Avoid port ranges that conflict with common services:
  • 3306: MySQL
  • 5432: PostgreSQL
  • 6379: Redis
  • 8080: Common HTTP alternate
  • 9200: Elasticsearch

Invalid Port Range Handling

Uzi validates the port range format and logs warnings for invalid configurations:

Invalid Format

portRange: 3000,3010  # Wrong: uses comma instead of dash
Result: "Invalid port range format in config" warning (cmd/prompt/prompt.go:260)

Invalid Values

portRange: 3010-3000  # Wrong: end < start
Result: "Invalid port range in config" warning (cmd/prompt/prompt.go:267)

Missing Port Range

If portRange is not configured:
devCommand: npm run dev -- --port $PORT
# portRange: not set
Result: "Port range not set in config, skipping dev server startup." (cmd/prompt/prompt.go:126)

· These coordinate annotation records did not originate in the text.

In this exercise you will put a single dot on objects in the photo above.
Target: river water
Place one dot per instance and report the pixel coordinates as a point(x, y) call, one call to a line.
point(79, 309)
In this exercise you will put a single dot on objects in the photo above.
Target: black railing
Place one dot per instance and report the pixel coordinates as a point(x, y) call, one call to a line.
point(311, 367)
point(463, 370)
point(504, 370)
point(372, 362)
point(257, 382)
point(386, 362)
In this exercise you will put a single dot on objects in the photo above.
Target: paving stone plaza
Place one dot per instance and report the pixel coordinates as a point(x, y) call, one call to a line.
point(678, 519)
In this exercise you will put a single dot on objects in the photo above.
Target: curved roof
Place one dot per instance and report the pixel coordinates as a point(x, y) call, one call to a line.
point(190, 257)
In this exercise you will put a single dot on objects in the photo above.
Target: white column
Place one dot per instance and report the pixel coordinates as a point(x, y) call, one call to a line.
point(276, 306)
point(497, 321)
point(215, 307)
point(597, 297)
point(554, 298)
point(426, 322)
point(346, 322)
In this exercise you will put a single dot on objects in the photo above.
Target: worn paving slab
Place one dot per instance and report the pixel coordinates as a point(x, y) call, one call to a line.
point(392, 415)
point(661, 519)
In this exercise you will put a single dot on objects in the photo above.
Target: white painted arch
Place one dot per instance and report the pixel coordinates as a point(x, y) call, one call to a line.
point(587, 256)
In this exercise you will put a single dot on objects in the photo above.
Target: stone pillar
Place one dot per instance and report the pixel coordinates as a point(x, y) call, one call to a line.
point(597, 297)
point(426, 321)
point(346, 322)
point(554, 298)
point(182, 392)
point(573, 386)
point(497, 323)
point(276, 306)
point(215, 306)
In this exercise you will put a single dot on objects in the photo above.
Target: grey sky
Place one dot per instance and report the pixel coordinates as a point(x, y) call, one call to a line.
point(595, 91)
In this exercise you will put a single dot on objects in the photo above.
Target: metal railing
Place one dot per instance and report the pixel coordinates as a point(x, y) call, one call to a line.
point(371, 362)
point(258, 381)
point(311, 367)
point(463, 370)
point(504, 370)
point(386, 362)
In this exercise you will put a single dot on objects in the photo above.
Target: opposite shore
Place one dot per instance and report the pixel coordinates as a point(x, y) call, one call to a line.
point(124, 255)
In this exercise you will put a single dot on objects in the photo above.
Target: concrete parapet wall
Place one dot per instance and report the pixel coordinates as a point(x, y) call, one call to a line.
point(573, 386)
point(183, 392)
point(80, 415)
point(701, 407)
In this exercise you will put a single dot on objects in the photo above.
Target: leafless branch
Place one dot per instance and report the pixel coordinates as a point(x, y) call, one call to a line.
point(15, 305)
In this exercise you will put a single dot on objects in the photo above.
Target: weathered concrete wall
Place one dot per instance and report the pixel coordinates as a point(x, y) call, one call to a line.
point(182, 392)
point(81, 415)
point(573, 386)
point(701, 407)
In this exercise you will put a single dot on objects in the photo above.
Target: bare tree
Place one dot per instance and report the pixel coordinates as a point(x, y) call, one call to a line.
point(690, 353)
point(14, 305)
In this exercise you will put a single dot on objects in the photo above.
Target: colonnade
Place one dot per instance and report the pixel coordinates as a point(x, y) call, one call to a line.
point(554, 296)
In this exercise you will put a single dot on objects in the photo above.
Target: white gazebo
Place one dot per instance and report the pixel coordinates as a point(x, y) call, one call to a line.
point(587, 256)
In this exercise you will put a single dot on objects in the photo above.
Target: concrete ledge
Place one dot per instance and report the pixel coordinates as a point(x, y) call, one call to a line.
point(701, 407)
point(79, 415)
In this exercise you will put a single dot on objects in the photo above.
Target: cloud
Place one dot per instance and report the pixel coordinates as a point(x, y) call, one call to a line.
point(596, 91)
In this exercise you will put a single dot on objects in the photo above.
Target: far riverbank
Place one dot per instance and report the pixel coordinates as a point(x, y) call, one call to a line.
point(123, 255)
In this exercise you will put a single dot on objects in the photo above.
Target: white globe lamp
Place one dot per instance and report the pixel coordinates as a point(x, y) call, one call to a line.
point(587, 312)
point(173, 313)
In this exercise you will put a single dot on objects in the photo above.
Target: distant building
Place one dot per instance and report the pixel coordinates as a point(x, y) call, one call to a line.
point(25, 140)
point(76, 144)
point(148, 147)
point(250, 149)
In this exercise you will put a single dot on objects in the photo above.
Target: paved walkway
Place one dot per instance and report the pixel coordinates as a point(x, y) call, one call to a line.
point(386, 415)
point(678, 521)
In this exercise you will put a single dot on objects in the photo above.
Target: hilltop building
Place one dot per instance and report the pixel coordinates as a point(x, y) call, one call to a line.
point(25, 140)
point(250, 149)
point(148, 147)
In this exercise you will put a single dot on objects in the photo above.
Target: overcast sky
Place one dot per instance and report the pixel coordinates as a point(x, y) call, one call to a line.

Port Visibility in Agent Status

View assigned ports with uzi ls:
uzi ls
AGENT    MODEL  STATUS    DIFF  ADDR                     PROMPT
brian    codex  ready  +0/-0  http://localhost:3003  Make a tooltip component
gregory  codex  ready  +0/-0  http://localhost:3001  Add user authentication
The ADDR column shows the development server URL with the assigned port.